Management accounting and finance professionals have a role to play in establishing agile cybersecurity response plans that effectively balance the need for transparent communication with shareholders, customers, regulators, and law enforcement while adequately protecting the company. These plans need to explicitly consider responses to cyber threats such as password sharing, phishing, social engineering, malware, and ransomware. In the case of the latter, senior leaders must weigh the pros and cons of paying a ransom to attackers, both the immediate impact and long-term consequences, according to Nick Seaver, cyber risk partner at Deloitte.
A related ethical issue is collecting and analyzing personal and sensitive information only to the necessary extent and where there’s a legitimate purpose for the benefit of the company. This includes considering how to protect the collected data, manage it with third parties, and protect individuals’ rights to be forgotten and to privacy in some jurisdictions, Seaver notes.
Ensuring that network monitoring activities are proportional to the risks and are conducted with a well-defined and legitimate purpose, such as detecting insider security threats or ensuring policy compliance, has an ethical component to it as well. Seaver says to consider whether you need to communicate the purpose and extent of monitoring to employees, how to monitor computer usage in a fair and unbiased manner, how to avoid practices that could lead to discrimination or unjust treatment of individuals, and how to balance the need to monitor network activity to protect the company with respect for employees’ privacy rights.
It’s important to conduct responsible ethical hacking assessments to identify and address potential weaknesses in information systems and networks with the appropriate consents and in compliance with relevant laws and regulations. In addition, it’s vital to notify affected parties of any vulnerabilities in a timely and responsible manner and consider how long they need to address the issue before public disclosure for the greater good.
It’s often necessary to make ethical decisions when responding to cyberattacks, such as whether to engage in active defense measures, share information with law enforcement, or negotiate with attackers about ransom payments. The potential consequences and legal implications of each decision should always be considered.

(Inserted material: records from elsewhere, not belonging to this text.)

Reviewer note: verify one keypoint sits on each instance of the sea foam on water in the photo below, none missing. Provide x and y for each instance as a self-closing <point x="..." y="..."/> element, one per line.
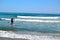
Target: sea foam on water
<point x="41" y="36"/>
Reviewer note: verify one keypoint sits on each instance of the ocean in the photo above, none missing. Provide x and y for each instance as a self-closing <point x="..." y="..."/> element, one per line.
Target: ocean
<point x="30" y="26"/>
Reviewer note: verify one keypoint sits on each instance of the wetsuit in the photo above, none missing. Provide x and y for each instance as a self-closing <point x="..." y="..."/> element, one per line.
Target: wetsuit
<point x="11" y="21"/>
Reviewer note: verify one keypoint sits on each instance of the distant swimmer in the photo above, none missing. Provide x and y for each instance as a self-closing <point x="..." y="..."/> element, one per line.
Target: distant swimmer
<point x="12" y="21"/>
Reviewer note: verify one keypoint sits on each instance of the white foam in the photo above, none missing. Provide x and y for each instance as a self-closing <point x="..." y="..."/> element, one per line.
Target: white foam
<point x="37" y="17"/>
<point x="29" y="20"/>
<point x="28" y="36"/>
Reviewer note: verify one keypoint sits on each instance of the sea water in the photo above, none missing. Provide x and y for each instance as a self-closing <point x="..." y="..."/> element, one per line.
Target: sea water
<point x="31" y="26"/>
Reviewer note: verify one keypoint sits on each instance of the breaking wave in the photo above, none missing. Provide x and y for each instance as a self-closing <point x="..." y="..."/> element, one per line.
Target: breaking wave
<point x="30" y="20"/>
<point x="30" y="35"/>
<point x="38" y="17"/>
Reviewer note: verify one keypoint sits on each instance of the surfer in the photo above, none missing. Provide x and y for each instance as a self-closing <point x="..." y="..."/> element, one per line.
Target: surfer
<point x="12" y="21"/>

“Research vulnerabilities and develop exploits, ensuring that the discovery and development are conducted ethically, with a focus on enhancing security and minimizing potential harm to individuals, organizations, and critical infrastructure,” Seaver says. “Balance the need for sharing knowledge to improve security while avoiding intentionally or inadvertently allowing malicious attackers access to high-risk exploits.”
Ethics and Cybersecurity Go Hand in Hand
Addressing potential security risks posed by employees or contractors, aka insider threats, in an ethical manner, respecting privacy rights while implementing necessary controls, and monitoring measures should all be on a professional’s checklist. Other considerations include balancing network monitoring so activities are proportionate to the risks to the company and deciding whether employees need to be informed of the monitoring, Seaver says.
“Conduct authorized security assessments and penetration tests, ensuring that these activities don’t inadvertently cause harm, violate legal guidelines, or infringe upon the rights of system owners and users,” he says. “Decide when and how to disclose discovered security vulnerabilities while considering the potential risks and benefits, such as providing affected parties time to patch [them] before public disclosure and the possibility of malicious hackers exploiting the vulnerability once disclosed.”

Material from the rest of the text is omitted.